Zoe is three months old.  And so it’s been three months of learning to mother three children, and three months of new and jarring interruptions. Interruptions to sleep every 3 hours, 2 hours, even every 45 or 30 minutes.  Interruptions to chores – “Play with that bouncy ball outside the kitchen!” “I’m thirsty!” “How do you write __?” And the perpetual, “Can you read to me?” “Can you play with me?” Interruptions to eating. Interruptions to conversations. Interruptions to time with one child to tend to another child. 

My fuse is short these days, and I find myself pining for another time, another place, another rhythm.  I pine for a different season when I settle in for some quiet, when I first lift a spoon to my mouth, and I hear Zoe crying, 10 minutes into a nap. When I start digging through the drawers to re-organize the kids’ clothes or piles of paper, and smack in that worse-than-before-mess limbo, someone needs help in the bathroom. The familiar shot of irritation courses through my chest, and starts to shape a series of half-conscious thoughts, full of anger and complaint.

And then there are moments when, through the light of Grace, I see those moments for what they are: my children’s little tear-streaked faces, asking for comfort and compassion. A creative bustle to acknowledge. Hilarity to be stored away. A chance to absorb and reckon through thoughts and motivations behind little acts. 

This is a season of interruptions. This is a season when the needs and the good of three children fills our heads and time and house. A season when the three adults — my husband, my mother-in-law, and I — hand the kindergartener, the toddler, and the baby back and forth so we can love on them and also pursue God and love other people. A season when solitude and hobbies and leisure take a back seat sometimes, so that someone we’re called to love can be seen, be heard, receive kindness, or maybe so another exhausted caregiver can rest, or do the Lord’s bidding, whatever form that may take.

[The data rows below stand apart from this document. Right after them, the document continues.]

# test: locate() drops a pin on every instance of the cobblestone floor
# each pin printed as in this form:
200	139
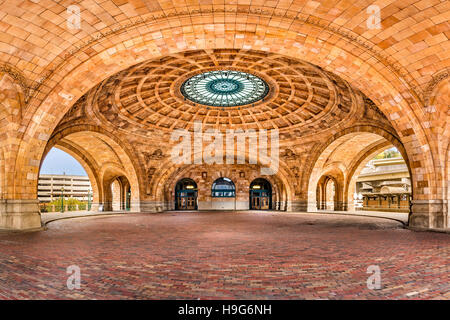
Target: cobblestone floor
225	255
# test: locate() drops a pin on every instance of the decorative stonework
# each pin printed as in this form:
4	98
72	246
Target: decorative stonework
147	97
297	18
18	77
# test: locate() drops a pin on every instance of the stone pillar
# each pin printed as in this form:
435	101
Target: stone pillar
427	213
151	206
19	214
298	205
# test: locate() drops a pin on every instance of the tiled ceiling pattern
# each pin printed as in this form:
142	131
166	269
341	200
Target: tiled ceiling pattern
148	95
34	36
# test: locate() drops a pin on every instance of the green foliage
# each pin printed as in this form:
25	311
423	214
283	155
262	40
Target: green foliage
69	205
387	154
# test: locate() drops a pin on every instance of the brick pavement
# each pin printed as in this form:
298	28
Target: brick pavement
221	255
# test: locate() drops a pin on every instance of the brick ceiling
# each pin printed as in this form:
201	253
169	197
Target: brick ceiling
148	96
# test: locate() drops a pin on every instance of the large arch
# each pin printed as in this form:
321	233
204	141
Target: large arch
105	159
347	152
390	94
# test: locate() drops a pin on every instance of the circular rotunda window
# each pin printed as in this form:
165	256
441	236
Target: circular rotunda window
224	88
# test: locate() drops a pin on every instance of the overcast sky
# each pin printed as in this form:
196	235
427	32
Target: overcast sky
59	162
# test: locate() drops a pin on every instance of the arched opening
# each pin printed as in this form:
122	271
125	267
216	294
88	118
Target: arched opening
108	164
120	194
260	195
223	188
330	192
186	194
383	183
64	182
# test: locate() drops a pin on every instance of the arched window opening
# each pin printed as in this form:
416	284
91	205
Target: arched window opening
63	184
384	183
186	195
260	195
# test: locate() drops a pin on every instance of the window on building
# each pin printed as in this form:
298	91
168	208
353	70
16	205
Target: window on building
223	188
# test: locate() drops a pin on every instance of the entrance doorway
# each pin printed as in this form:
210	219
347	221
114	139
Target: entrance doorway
186	195
260	195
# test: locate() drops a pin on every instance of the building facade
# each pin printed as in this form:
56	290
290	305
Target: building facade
385	185
115	91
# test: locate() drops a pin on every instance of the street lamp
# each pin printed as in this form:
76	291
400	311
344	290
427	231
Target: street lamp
62	199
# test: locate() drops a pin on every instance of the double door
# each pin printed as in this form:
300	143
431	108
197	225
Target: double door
260	200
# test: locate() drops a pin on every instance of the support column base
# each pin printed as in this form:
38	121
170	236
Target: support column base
19	214
152	206
297	205
427	214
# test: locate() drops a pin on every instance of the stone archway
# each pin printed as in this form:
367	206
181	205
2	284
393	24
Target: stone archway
389	84
345	154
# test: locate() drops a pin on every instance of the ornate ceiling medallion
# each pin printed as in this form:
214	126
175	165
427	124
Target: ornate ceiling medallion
224	88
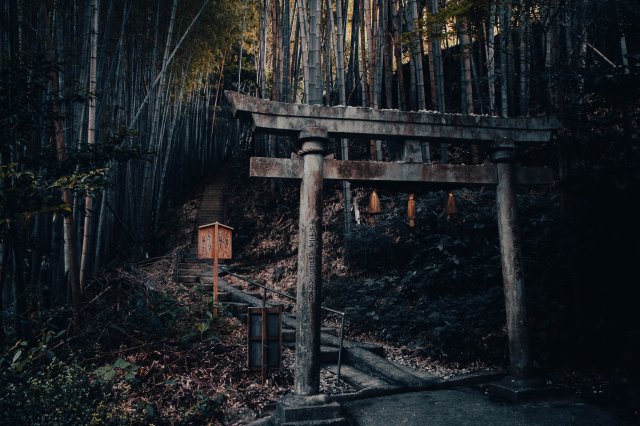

Yes, I often pine for a different season.  I miss the predictability of daily rhythms just a few months ago, the extra hours of solitude and autonomy, productivity and predictability. But He reminds me daily: Every season is given to you in my unchanging wisdom and love.

This seems like a strange time to pick up writing again, to even attempt at keeping a blog. Yet even before Zoe’s arrival I have felt a persistent nudge to write more – to pause, to reflect more intentionally, to make a record of what I’m receiving from the Lord in the midst of joy and weariness, frenzy and waiting. Now that Zoe has come and the days are fuller, I feel even more compelled to write, to help myself see and remember truth.

As I hiccup and harrumph through my days, learning to be part of a family of six, the Lord is drawing me to quiet relishing: my children’s funny faces, knowing smiles among the adults, walks with Zoe napping, winter-planted bulbs, seeds and tubers luxuriating in the spring warmth, conversations with a neighbor, the nudging of our church toward deeper community, vulnerable talks with my husband and my mother-in-law, praying as a family, leaning on each other more as we need each other more.

So here it is, a first entry for this season, a short piece that took five or six sittings to write. Maybe this will be my twelve stones from the Jordan, my Ebenezer. In due time, perhaps I will look back on this time not as a season of interruptions, but as a season of the Lord graciously turning my head and saying, “Will you be about my business?”

 

What season are you in? What have you been learning?